Querying VirusTotal is quite simple, as I demonstrated with the Python script in the previous section about VirusTotal. The problem was that I needed to query information about 134,515 files, which is not a small amount. I was afraid of a strict rate limiting, but fortunately, the rate limiting wasn’t so strict. After a while I got a response similar to the following:
So no more than 1000 requests within an hour, which means 5.5 days of downloading. I could use more computers, but that would be inconvenient. Even though it’s not too bad, I was uncomfortable seeing my script waiting every hour for the next quota of 1000 requests, so I used PyMultitor, the Python Multi Threaded Tor Proxy tool created by Tomer Zait. I heard about the tool a while ago, and finally had the perfect use case for it. I was pleasantly surprised how stable and easy to use it is (stability should also be attributed to the Tor project). With PyMultitor, I was able to reduce the time to 3 days of downloading.

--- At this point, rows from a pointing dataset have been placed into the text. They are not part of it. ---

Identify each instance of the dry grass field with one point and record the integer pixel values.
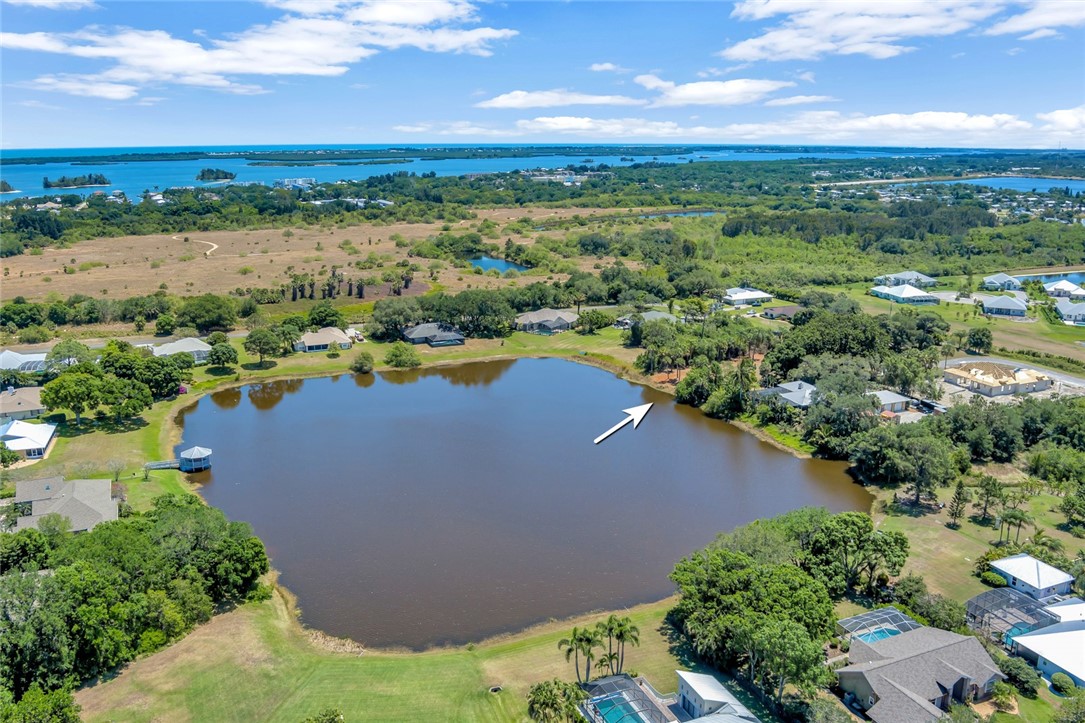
(221, 261)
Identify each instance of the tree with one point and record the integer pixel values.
(403, 355)
(362, 363)
(263, 343)
(959, 503)
(980, 340)
(222, 355)
(77, 392)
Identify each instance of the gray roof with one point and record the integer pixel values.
(908, 670)
(1005, 302)
(85, 503)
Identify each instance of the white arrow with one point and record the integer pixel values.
(636, 414)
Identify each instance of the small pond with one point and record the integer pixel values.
(446, 505)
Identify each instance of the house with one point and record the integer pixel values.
(703, 697)
(434, 334)
(323, 340)
(993, 379)
(795, 394)
(740, 295)
(1001, 282)
(195, 347)
(22, 403)
(1064, 289)
(905, 278)
(916, 675)
(1036, 579)
(1070, 312)
(84, 503)
(16, 362)
(784, 313)
(1005, 306)
(1057, 648)
(546, 321)
(890, 401)
(29, 441)
(904, 294)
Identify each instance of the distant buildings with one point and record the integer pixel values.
(904, 294)
(910, 278)
(992, 379)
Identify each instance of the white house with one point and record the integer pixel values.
(740, 295)
(1064, 289)
(195, 347)
(1035, 579)
(326, 339)
(1005, 306)
(910, 278)
(1001, 282)
(702, 695)
(1070, 311)
(29, 441)
(904, 294)
(1058, 648)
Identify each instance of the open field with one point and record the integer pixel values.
(220, 262)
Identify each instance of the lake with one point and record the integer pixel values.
(486, 263)
(135, 177)
(442, 506)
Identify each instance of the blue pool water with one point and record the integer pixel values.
(879, 634)
(486, 263)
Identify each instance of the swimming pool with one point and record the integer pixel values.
(879, 634)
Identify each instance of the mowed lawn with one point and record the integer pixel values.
(256, 663)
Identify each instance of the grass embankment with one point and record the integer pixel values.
(270, 671)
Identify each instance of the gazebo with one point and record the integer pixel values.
(194, 459)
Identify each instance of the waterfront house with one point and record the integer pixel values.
(745, 295)
(546, 321)
(29, 441)
(1032, 576)
(1058, 648)
(904, 294)
(324, 340)
(83, 503)
(784, 313)
(916, 675)
(23, 403)
(195, 347)
(909, 278)
(1005, 306)
(1070, 311)
(1001, 282)
(1064, 289)
(434, 334)
(993, 379)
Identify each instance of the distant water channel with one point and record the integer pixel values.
(445, 505)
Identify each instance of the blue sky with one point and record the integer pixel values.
(947, 73)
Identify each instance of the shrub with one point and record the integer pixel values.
(403, 356)
(1062, 684)
(362, 364)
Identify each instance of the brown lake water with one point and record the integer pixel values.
(446, 505)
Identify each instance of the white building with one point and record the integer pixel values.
(740, 295)
(1035, 579)
(701, 696)
(1058, 648)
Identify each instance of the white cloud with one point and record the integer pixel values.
(54, 4)
(710, 92)
(313, 39)
(607, 67)
(800, 100)
(521, 99)
(1043, 15)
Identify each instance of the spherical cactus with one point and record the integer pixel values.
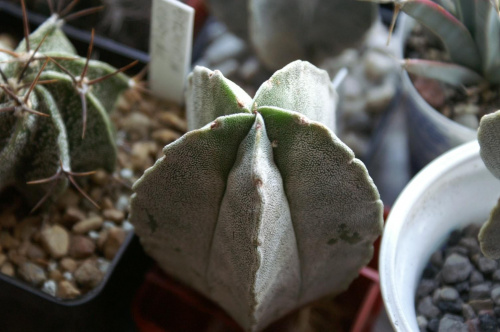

Of course, no data is returned if a file was never submitted to VirusTotal. Out of the 134,515 files, 108,470 were submitted, which is a success rate of 80.6%. Not bad! Also, 190 of the files were submitted, but the report for them didn’t contain details about the PE format. Rescanning them solved the problem.
The result
After building the index of files, I created a simple website which displays the data in a table. Here it is: Winbindex - the Windows Binaries Index
All the files that were found in the update packages are listed, but currently only exe, dll and sys files have download links, except for those that weren’t submitted to VirusTotal.
Possible further work
I think that the index can already be very useful, but it’s not complete. Here are some things that can be done to further improve it:
- Indexing files from base builds. Currently, files which don’t appear in any update package, but appear in the initial Windows release aren’t indexed. To fill the gap, I’ll probably have to get the corresponding ISO files of the initial Windows releases.
- Indexing files which aren’t available on VirusTotal. There are several possible options here:
- Automating a VM that updates itself and grabs all the files.
- Understanding the diff algorithm to be able to get all the files from the update packages.
- Using the Unified Update Platform, although I’m not familiar enough with it to say if it can help with this.
- Indexing files of other architectures: x86 and ARM64, and of other Windows versions: Windows 7, Windows 8/8.1.
I don’t plan to do any of that in the near future, but I might do that one day when I stumble upon another task which requires it.